Maka si wanita ditarik sepupunya mendekati siluet seorang pria yang bertubuh tegap. Nadine memeluknya dari belakang, dan si pria tertawa penuh sukacita seraya berbalik. Saat mereka bertatapan, si wanita merasa tata surya beku di tempat, tak lagi bergerak.

Suami sepupunya adalah lelaki yang membuatnya jatuh cinta di bus.

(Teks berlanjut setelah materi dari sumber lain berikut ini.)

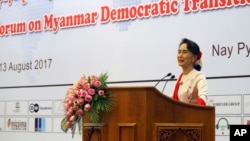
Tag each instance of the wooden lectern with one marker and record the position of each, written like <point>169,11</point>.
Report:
<point>145,114</point>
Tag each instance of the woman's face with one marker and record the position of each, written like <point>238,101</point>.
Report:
<point>184,57</point>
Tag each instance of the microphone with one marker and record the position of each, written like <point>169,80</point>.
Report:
<point>172,77</point>
<point>163,78</point>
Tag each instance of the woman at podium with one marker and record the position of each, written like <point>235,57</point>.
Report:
<point>191,85</point>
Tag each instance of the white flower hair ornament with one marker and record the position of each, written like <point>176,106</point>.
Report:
<point>198,60</point>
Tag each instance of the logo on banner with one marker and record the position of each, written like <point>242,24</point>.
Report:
<point>222,125</point>
<point>17,125</point>
<point>40,124</point>
<point>17,107</point>
<point>34,108</point>
<point>239,132</point>
<point>248,122</point>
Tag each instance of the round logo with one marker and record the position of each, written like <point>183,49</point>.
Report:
<point>34,108</point>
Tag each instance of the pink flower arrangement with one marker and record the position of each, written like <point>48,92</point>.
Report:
<point>88,97</point>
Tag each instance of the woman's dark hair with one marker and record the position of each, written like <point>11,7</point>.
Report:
<point>193,48</point>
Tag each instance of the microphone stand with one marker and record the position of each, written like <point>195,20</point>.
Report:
<point>172,77</point>
<point>162,79</point>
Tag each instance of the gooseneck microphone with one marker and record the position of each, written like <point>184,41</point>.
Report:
<point>172,77</point>
<point>169,74</point>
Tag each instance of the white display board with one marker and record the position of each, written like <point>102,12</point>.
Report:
<point>48,43</point>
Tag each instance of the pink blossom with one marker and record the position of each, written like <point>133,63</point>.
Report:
<point>69,114</point>
<point>72,118</point>
<point>83,93</point>
<point>101,92</point>
<point>91,91</point>
<point>74,108</point>
<point>97,83</point>
<point>80,112</point>
<point>68,124</point>
<point>80,101</point>
<point>88,98</point>
<point>87,107</point>
<point>86,86</point>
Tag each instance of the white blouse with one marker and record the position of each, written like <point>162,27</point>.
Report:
<point>193,86</point>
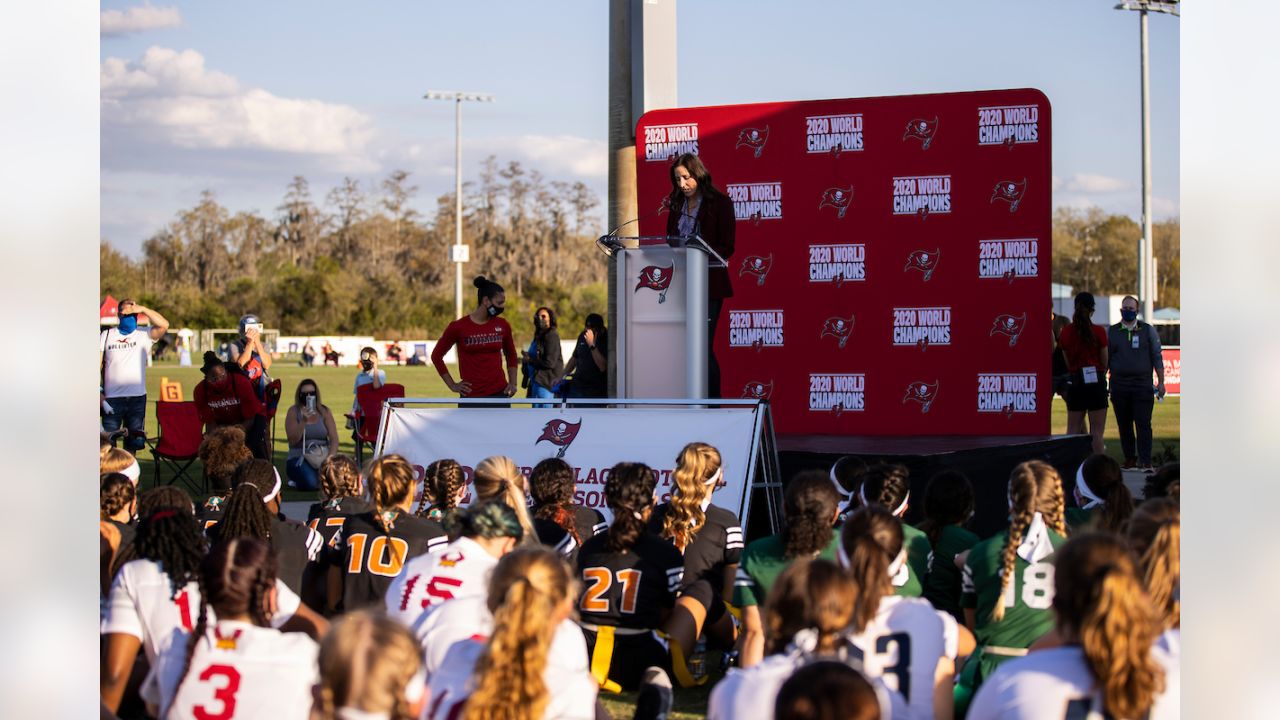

"Hai! Lama nggak ketemu," si pria tersenyum.

"Lho? Kalian pernah ketemu? Dunia sempit banget, ya," komentar Nadine, menggelayut manja di lengan si lelaki.

Si wanita membatu sejenak sebelum mengangkat dagunya dan dengan dingin membalas, "Rasanya... kita pernah bertemu."

2030

Waktu bisa merubah banyak hal, dan itulah yang terjadi pada nenek itu. Rambutnya telah memutih dan keriput sudah merambati pelipisnya. Namun ia masih mungil, seperti yang dulu, masih perasa, dan masih mencintai literatur.

Perbedaannya yang lain mungkin adalah karena ia memakai seragam suster.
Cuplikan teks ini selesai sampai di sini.